Après 15 ans de recherche, l'Institut de la vision de l'Université Pierre et Marie Curie (UPMC, dite aussi Paris 6) et d'autres centres en Europe, notamment l’Austrian Institute of Technology (AIT), ont conçu des capteurs imitant l'oeil humain ; ces capteurs constituent une des briques essentielles de la technologie de Pixium Vision, qui ambitionne de rendre la vue aux non-voyants souffrant de certaines pathologies (notamment DMLA) ; et en 2014, les chercheurs de l'Institut, Christoph Posch et Ryad Benosman associés avec Luca Verre, ingénieur de Centrale Lyon et MS du Politecnico di Milano, ont fondé Chronocam avec pour objectif de poursuivre le développement de ces capteurs en vue d'autres applications avec un capital initial de 750 000 euros auprès de business angels. Une nouvelle levée de 750 000 € a été réalisée en 2015 auprès de Robert Bosch Venture Capital et CEA Investissement.

 

La technologie – dénommée CCAM (Eye)oT, devenant opérationnelle, Chronocam a su intéresser un panel d'investisseurs de premier ordre en octobre 2016 et lever 15M$ auprès d'Intel Capital (pilote de la levée de fonds), Robert Bosch Venture Capital, iBionex GmbH, 360 Capital, CEA Investissement et le Groupe Renault. Cette levée de fonds a pour but premier d'accélérer le développement de la technologie.
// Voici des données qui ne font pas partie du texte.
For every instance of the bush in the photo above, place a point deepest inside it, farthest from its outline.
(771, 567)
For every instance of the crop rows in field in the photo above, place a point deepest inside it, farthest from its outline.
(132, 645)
En plus d'investir dans la jeune pousse, Renault-Nissan vient de signer un accord de partenariat avec Chronocam ayant en ligne de mire : la mise au point de la voiture autonome et de systèmes très performants d'assistance à la conduite.

 

En quoi les capteurs de Chronocam sont-ils différents ?

 

Depuis son origine, la photographie s'attache à la reproduction de tous les événements dans le champ d'un objectif, et toutes les technologies qui en sont issues, films, video, caméras numériques, systèmes de traitement d'images, etc. procèdent du même principe : tous les points (pixels) d'une image sont enregistrés de la même manière. Malgré des performances en hausse permanente, les résultats sont imparfaits et les enregistrements sont loin d'être optimisés. En effet, on comprendra par exemple, qu'une caméra classique enregistrant ce qui défile devant un véhicule en marche captera de la même manière le ciel, le paysage et le revêtement de la route qui varient très peu et les véhicules que l'on croise, les obstacles qui peuvent surgir, les panneaux de signalisation, etc. dont l'image change rapidement. On obtiendra souvent une image floue et imprécise des éléments changeant rapidement alors que le ciel, le paysage et le revêtement sont clairs et bien définis. Ce résultat est à l'opposé de ce qui serait souhaitable : les éléments changeant rapidement sont évidemment de première importance pour la conduite du véhicule, les éléments variant peu demandant eux une surveillance réduite.

 

Au contraire, les capteurs de Chronocam sont conçus de sorte que chaque pixel réagit de façon indépendante aux variations de lumière et de couleur reçues et transmet un flux d'information correspondant à ces variations : ainsi un pixel face au ciel ou au paysage ne transmettra que très peu d'information alors qu'un pixel face à un obstacle enverra un flux important. Le traitement de ces données par les algorithmes développés par Chronocam permet de réaliser des images où les éléments fugitifs seront aussi clairs et précis que les éléments figés.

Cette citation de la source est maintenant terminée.